“Tell me where the pearl is, you dirty scoundrel!” Thomas Dalton tried to growl the words, but he had long ago grown bored with the whole endeavor. Even revenge lost its succor after so long.
“I don’t know what you’re talking about!” The last man from the Ghostly Gaper shook in his boots. His trembling caused the board hanging out over the choppy ocean to wobble back and forth, up and down.
“Then down the plank you go!” Dalton prodded the crewman with the tip of his rapier, and the captive yelped.
“Alright, alright! I’ll tell you!”
Dalton withdrew his weapon and spun his prey around by the shoulders.
“Out with it then,” he demanded.
The young man, no more than twenty, took a deep breath and looked around him as if he expected one of his fellow pirates to leap from the shadows and skewer him for revealing their secret.
Dalton sighed. “For heaven’s sake, man. There’s no one to save you, no one to ambush you. They’re all dead already.”
The bandit shifted his eyes to Dalton’s, not trusting any of his senses. But what choice did he have?
“Old Salt Eye sailed us out to Raven Straits a few months back, in the spring, and he had a couple of the other fellas swim out to Vulture Island. They buried the pearl there under a cypress tree.”
Dalton squinted and studied the man’s face. It was flat, devoid of wrinkles, open and wide, just like his eyes.
He looked like he was telling truth. And that was jarring.
Dalton had entered his current enterprise sure of two things.
First … that the legend of the Ghostly Gaper pearl was just that — a legend.
And second, that his gleaming new merchant ship would draw Salt Eye and his lackeys like flies to a cow patty.
That latter point had worked out just fine, and Dalton was as near justice as he was like to get. Nothing could bring back his family, but he had done his level best to make sure Salt Eye’s gang would never destroy again.
The legend … well, that was supposed to have made it all just a bit sweeter. Dalton had relished watching the panicked sailors clutch for a story they knew didn’t exist when he gave them a chance at redemption.
But, by golly, every single one of the twenty lowlifes had recounted the same story … the straits, the island, the cypress.
Every last detail.
It made the next part just a tad less savory.
Dalton nodded and drew the sword from its sheath once more.
“Turn around, then,” he said, whapping the blade broadside against the crewman’s midsection, drawing blood even through his jacket.
The man screamed in anguish. “But I told you where to find the pearl!” he protested.
“It’s all just legend,” Dalton said. “There is no pearl.”

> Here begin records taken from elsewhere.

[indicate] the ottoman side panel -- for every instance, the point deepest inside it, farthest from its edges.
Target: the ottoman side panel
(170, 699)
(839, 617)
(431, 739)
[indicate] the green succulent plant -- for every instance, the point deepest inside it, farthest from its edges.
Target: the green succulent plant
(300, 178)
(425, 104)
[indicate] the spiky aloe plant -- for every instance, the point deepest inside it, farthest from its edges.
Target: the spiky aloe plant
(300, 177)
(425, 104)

“But there is!” the man begged.
Dalton slapped at him with the sword again. “That’s for my wife and daughter, you charlatan, you murderer!”

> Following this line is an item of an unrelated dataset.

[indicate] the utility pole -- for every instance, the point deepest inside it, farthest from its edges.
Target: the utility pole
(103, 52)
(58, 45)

The man stumbled backwards onto the plank, lost his balance, and tumbled into the churning water below.
Dalton never even heard a splash.
He stood there, heaving breaths of grief, of revenge, of triumph.
Of relief.
When the bottom edge of the sun slid into the far reaches of the ocean, Dalton finally sheathed his rapier. He stepped back from the edge of the decking and walked toward the ladder leading down to his quarters.
He was covered with cold, salty seawater, but he collapsed across his bed. He could clean up later.
What he needed right then was deep, peaceful sleep. He had to regain his full strength, sharpen his faculties.
Because, in the morning, he would set sail for Vulture Island.